In-depth reviews

Mercedes GLS review - Practicality, comfort and boot space

The GLS is the most spacious posh seven-seater on the market – but its vast size will cause headaches on the road

The GLS appears in just the one body style; unlike its GLC and GLE stablemates, there’s no option of a fastback-like ‘Coupe’ option here. Buyers can choose between six or seven-seat layouts, with the former offering individual seats for a VIP shuttle feel.

As you’d expect, the high ride height gives a commanding view of the road ahead, although it’s not quite as high as the G-Class’. For such a large car, the large glass area all round makes visibility fairly good, and for the areas which can’t be seen easily, a 360-degree camera is standard.

The GLS is a class leader when it comes to space. All three rows of seats can easily fit tall adults, while there are generous door bins and plenty of other storage areas dotted around the cabin.


The previous GLS was hardly a compact car and the current version expands to even greater dimensions. At 5,213mm long, it stretches 83mm further than the old GLS, and 62mm more than the BMW X7, too. Including the door mirrors, the GLS is 2,157mm wide (it’s 2,030mm wide to the edge of the wheels – 30mm more than the X7) and it’s 1,823mm tall. The wheelbase measures 3,135mm.

For those who plan to tackle fords and river crossings in the GLS, wading is possible in up to 500mm of water. Impressive, but less than the Range Rover’s 900mm figure.
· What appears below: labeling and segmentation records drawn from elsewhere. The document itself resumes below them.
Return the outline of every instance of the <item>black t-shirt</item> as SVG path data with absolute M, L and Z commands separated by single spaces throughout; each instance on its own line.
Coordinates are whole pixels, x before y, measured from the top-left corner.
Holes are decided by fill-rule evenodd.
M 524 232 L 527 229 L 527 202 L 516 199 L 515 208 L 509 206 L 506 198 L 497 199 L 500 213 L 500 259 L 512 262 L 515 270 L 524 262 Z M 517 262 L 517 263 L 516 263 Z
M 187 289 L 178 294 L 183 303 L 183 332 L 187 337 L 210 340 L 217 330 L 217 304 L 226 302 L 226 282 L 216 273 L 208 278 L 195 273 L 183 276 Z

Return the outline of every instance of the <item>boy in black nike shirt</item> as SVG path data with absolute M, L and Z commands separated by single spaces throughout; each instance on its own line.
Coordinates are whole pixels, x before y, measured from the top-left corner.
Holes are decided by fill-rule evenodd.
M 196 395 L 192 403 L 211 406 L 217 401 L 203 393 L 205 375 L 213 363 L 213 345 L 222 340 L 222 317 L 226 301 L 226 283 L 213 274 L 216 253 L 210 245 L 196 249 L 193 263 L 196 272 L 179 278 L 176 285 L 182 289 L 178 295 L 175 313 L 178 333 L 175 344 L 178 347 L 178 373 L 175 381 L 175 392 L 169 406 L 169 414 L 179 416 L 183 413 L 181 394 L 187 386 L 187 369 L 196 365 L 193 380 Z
Leg room, head room & passenger space

If passenger space is the number one priority, then look no further than the GLS. Many cars offer space for seven, but in reality the rear seats are only good for children. Not so the GLS: in the third row, Mercedes claims that anyone up to six feet four inches tall will fit just fine. Those seats are heated, too, and each have access to their own USB charging points. They may seem a long way behind the driver, but thanks to a microphone system, it’s still easy enough to hold a conversation without raised voices.

Buyers can have the GLS with either six or seven seats. That means a 2-2-2 configuration which includes individual captain’s chairs for the middle row, while the 2-3-2 configuration uses a more conventional middle bench.

The three-seat option feels like it loses little in plushness though, particularly if the optional Rear Comfort Package Plus is equipped: this allows the centre seat to fold down into a wide armrest, featuring a removable tablet for controlling the comfort and entertainment functions. The middle seats can slide and recline and, like those in the back, offer acres of head and leg room.

The GLS is the perfect place to carry kids, and plenty of them: four ISOfix locations mean that there’s plenty of choice when it comes to child seats.


The vast exterior dimensions translate to not just impressive passenger space, but plenty of load-carrying ability too. Even with all seven seats in place, the GLS boasts a 470-litre boot; 80 litres more than the old car, 144 litres more than the BMW X7 manages, and comfortably bigger than the average family hatchback. Drop the third row and volume grows to 890 litres, while in two seat mode there’s 2,400 litres on offer. Each of the five rear seats can be lowered at the flick of a switch, and save for a slight angle on the middle row, lie completely flat.

The huge rear door makes access easy too, and the air suspension can be dropped slightly at the rear so it’s a little easier to load heavy objects. A parcel shelf can be fitted behind the third row to hide away certain items and when it’s not in use there’s space to store it beneath the boot floor.


You’d expect the GLS, complete with a torquey diesel engine, advanced air suspension and a long, stable wheelbase, to be an excellent tow car – and you’d be right. Rated to tow a braked trailer weighing up to 3.5 tonnes, the GLS also features a system called Trailer Assist. All the driver needs to do is select an area on the touchscreen in which to position the trailer, and the system instructs the required steering inputs to achieve them. In our experience – with a driver who had never towed a trailer previously – it was very intuitive to use.